とはいえ何か言わないと解放してくれそうにもない。ヒトハは何か意外性のあるもので、適当にお茶を濁してしまおうと考えた。
「わ」
「わ?」
「“私”…………なんちゃって。えへ」
サーッと空気が凍っていくのを感じる。
「ふぅん?」
ひえびえとした銀の瞳に見つめられて、ヒトハは反対に耳を熱くした。
「これは……笑って欲しかったですね……」
自分の絶望的なユーモアのセンスが憎い。じゃあ一体何が正解だったのか。何も思い浮かばない。浮かびようもない。こんな状況では。
ぷっ、と小さく吹き出す声がする。
「……ま、それでいいか」
クルーウェルは堪えていたものを吐き出すように笑うと、ヒトハの腕を引っ張った。学外へ向かいながら、先ほど受け取った白い箱を持ち上げる。

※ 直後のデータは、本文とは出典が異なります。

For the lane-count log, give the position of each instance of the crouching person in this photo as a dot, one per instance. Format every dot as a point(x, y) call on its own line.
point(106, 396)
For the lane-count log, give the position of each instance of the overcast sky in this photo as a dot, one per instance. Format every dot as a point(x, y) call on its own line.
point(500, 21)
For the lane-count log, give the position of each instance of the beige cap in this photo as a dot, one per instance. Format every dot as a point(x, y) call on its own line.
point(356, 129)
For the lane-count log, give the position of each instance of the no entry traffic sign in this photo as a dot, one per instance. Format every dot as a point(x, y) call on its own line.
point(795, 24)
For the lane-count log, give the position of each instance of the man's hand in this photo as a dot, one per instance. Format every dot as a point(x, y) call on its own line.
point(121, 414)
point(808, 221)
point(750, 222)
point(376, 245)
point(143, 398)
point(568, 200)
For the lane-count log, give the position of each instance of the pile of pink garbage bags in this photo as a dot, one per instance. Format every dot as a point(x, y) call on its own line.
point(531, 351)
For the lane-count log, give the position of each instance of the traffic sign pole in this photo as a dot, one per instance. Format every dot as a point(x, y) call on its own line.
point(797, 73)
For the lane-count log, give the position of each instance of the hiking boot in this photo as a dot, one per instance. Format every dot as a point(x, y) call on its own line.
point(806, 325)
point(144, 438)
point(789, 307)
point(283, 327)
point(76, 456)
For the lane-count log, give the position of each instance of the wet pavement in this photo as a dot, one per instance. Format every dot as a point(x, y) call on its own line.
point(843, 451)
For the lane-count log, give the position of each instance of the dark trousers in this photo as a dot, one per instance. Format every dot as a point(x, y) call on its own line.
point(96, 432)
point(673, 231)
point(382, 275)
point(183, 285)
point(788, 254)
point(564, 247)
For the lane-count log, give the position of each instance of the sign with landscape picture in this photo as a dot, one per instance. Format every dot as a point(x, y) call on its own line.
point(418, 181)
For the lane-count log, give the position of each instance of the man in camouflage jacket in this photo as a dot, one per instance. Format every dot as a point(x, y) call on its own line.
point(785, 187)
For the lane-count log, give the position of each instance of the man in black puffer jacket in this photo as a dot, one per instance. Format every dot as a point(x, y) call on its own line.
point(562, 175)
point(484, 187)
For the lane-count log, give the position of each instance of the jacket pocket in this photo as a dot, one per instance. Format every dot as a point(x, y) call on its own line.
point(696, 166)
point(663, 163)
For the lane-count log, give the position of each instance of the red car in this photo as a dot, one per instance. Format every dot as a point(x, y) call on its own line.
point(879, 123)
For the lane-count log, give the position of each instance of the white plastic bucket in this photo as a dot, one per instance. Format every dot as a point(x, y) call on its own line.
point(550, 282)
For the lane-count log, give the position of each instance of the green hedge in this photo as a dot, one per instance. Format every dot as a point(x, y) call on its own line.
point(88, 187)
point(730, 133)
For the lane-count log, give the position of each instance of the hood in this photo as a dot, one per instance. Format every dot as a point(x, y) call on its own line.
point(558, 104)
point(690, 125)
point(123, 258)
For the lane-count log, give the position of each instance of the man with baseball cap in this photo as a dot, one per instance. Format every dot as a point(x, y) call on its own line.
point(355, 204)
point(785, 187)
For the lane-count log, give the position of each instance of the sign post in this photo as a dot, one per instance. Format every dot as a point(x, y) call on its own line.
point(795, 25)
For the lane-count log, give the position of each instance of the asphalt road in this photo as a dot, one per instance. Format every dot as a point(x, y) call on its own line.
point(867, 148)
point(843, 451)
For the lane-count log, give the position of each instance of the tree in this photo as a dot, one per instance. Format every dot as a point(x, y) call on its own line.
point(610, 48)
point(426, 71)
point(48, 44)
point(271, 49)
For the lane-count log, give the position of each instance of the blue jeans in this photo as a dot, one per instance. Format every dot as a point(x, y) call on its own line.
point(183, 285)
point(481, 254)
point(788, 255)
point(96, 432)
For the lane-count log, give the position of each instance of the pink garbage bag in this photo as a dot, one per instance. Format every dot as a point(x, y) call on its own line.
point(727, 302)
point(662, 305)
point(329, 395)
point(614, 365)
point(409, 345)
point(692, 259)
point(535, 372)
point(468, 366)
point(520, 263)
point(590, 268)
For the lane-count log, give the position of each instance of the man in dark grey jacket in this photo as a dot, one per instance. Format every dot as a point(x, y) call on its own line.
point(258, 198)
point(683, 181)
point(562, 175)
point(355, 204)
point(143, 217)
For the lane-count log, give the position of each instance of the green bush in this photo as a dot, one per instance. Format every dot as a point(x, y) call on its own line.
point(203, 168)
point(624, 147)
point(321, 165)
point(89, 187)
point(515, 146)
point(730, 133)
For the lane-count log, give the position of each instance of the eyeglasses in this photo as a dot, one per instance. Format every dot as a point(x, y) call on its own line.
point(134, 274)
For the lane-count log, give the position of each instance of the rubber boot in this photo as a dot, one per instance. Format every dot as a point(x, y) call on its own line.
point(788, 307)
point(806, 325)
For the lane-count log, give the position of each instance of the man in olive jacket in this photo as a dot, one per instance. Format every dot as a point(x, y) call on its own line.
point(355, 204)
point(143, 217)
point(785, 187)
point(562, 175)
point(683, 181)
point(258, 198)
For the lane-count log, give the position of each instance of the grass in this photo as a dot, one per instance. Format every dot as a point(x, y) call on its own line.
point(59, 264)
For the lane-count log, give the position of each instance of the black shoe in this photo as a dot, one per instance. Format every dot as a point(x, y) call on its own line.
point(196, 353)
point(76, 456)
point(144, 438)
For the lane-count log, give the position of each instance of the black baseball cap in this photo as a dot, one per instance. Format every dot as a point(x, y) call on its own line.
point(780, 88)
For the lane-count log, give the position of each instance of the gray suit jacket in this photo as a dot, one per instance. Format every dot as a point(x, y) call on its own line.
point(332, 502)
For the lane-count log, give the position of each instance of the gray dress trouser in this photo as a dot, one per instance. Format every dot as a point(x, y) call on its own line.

「手始めにケーキをどうにかしないことにはな。付き合えよ」
「え? でも、ケーキはみんなから先生へ贈ったものなので……」
「あのな、お前は俺ひとりにこの量のケーキを食べさせる気か? どうせ今日は一日空けてるんだ。最後まで付き合ってもらうからな。今日は“愛の告白をする日”で“贈り物にお前が貰える日”、なんだろう?」
そうしてやっと、ヒトハは自分が何を口走ったのかを思い知った。
「いやですね、先生 。冗談に決まってるじゃないですか」
「…………」
「……え? え? わ、私とか、いらないでしょう? いらないですよね? ね?」
彼は立ち止まると、ぐるりと振り返った。焦って答えを求めるヒトハの顎を掬い、シルバーグレーの目を細める。憎たらしくも、彼にはそれができてしまう。跳ね除けるための両手が塞がっているので。
「いや? 『いる』な。せっかくの愛の告白を無碍にはできまい?」
今日は女性が想いを寄せる男性に贈り物をして告白をする日、もしくは日頃の感謝を込めて贈り物をする日。
「ちょうどいいリボンも付いていることだ。俄然、今日が楽しみになってきたな?」
「いや、これハムの紐……じゃなくて! 私、何をさせられるんです!?」
「さぁ? どうしてやろうか?」
くつくつと怪しく笑う声がする。
ああ、確かに紛らわしい日だ。ずるずると引きずられながら、ヒトハは切に願った。